The Zaporozhye Nuclear Power Plant (ZNPP) has come under fire in recent weeks, with Ukraine and Russia blaming each other for the attacks as concerns grow over a possible nuclear incident.

Energoatom, the Ukrainian state energy company, said on Monday that the last operating reactor, Unit 6, had been disconnected from the grid because shelling started a fire.

The IAEA said Ukraine had informed it that the line would be reconnected after the fire was extinguished.

On Tuesday, the nuclear watchdog was due to release a report on its mission to the plant last week, and its leader, Rafael Grossi, was also to brief the UN Security Council on the situation.

In 1986, Ukraine – then part of the Soviet Union – became the scene of the world’s worst nuclear disaster when a reactor at the Chernobyl nuclear power plant exploded and released radiation into the atmosphere.

The ZNPP attacks drew comparisons to the disaster, with European Union foreign policy chief Josep Borrell on Monday accusing Russia of “reckless behaviour.”

– Kherson referendum postponed –

Having failed to capture Kyiv in the first weeks of the war, Russia concentrated its attacks on the south and east of Ukraine.

Authorities appointed by Moscow in Ukraine’s Kherson region on Monday said plans to hold a referendum on joining Russia have been shelved.

Kirill Stremousov, a pro-Moscow official in Kherson, told Russian state television that plans for the referendum had been put on hold, but later moderated his comments, saying it was not a pause, without mentioning the date of the vote.

“The referendum will take place anyway.

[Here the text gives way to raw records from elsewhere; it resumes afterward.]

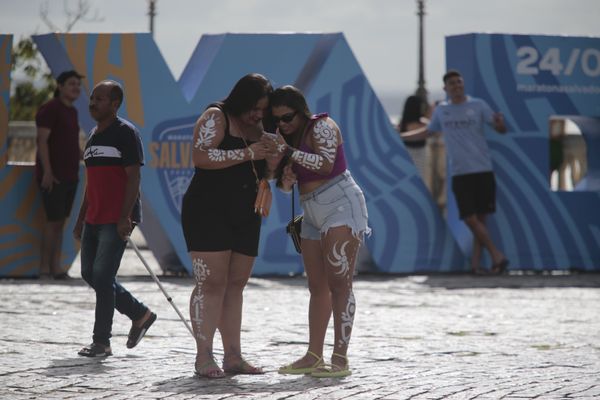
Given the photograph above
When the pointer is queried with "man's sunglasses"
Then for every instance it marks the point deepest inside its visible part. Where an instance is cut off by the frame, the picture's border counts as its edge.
(287, 118)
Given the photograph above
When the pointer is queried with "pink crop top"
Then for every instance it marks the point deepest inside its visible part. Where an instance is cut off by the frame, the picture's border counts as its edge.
(305, 175)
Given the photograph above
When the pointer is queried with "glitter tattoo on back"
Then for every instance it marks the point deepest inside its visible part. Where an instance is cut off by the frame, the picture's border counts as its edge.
(327, 143)
(206, 135)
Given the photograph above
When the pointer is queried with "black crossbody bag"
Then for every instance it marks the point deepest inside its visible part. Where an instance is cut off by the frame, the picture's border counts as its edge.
(295, 225)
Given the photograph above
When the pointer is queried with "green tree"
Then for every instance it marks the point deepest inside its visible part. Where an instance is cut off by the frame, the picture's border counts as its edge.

Nobody will cancel it,” Stremousov said in a video posted on Telegram.

Ukrainian forces have claimed success in their counteroffensive in the south, saying they have recaptured several districts and destroyed targets, including a referendum ballot warehouse.

Meanwhile, the Russian Defense Ministry said it continues to inflict heavy casualties on the Ukrainian army.

In his vineyard in southern Ukraine, near the city of Nikolaev, Pavel Magalias watched his grapes being harvested to the sound of artillery fire behind him.

“I am the grape grower closest to the front line,” said the 59-year-old Moldovan.

Despite the bombs, Magalias said he never considered leaving.

“The war will not kill everyone,” he told AFP. “Life will win.”

– Energy crisis in Europe –

Russia is a major energy exporter and has cut gas supplies to Europe due to Western sanctions over the invasion.

Electricity bills have skyrocketed across Europe, fueling already soaring inflation.

The Kremlin accused the “collective West – in this case the European Union, Canada and the UK” of cutting off Russian gas supplies to Germany after key infrastructure was closed indefinitely for repairs.

Concerns are growing about severe gas shortages in winter in Europe.

German Economics Minister Robert Habeck said on Monday he would keep two nuclear power plants on standby after the end of the year “in case of need” for electricity generation, partly delaying the exit from the nuclear power plant planned under former Chancellor Angela Merkel.

Germany has already taken steps to restart mothballed coal-fired power plants and fill up gas storage before winter to avoid energy shortages.

Earlier Monday, Chancellor Olaf Scholz spoke with French President Emmanuel Macron, who said France was ready to supply more gas so Germany could export more electricity.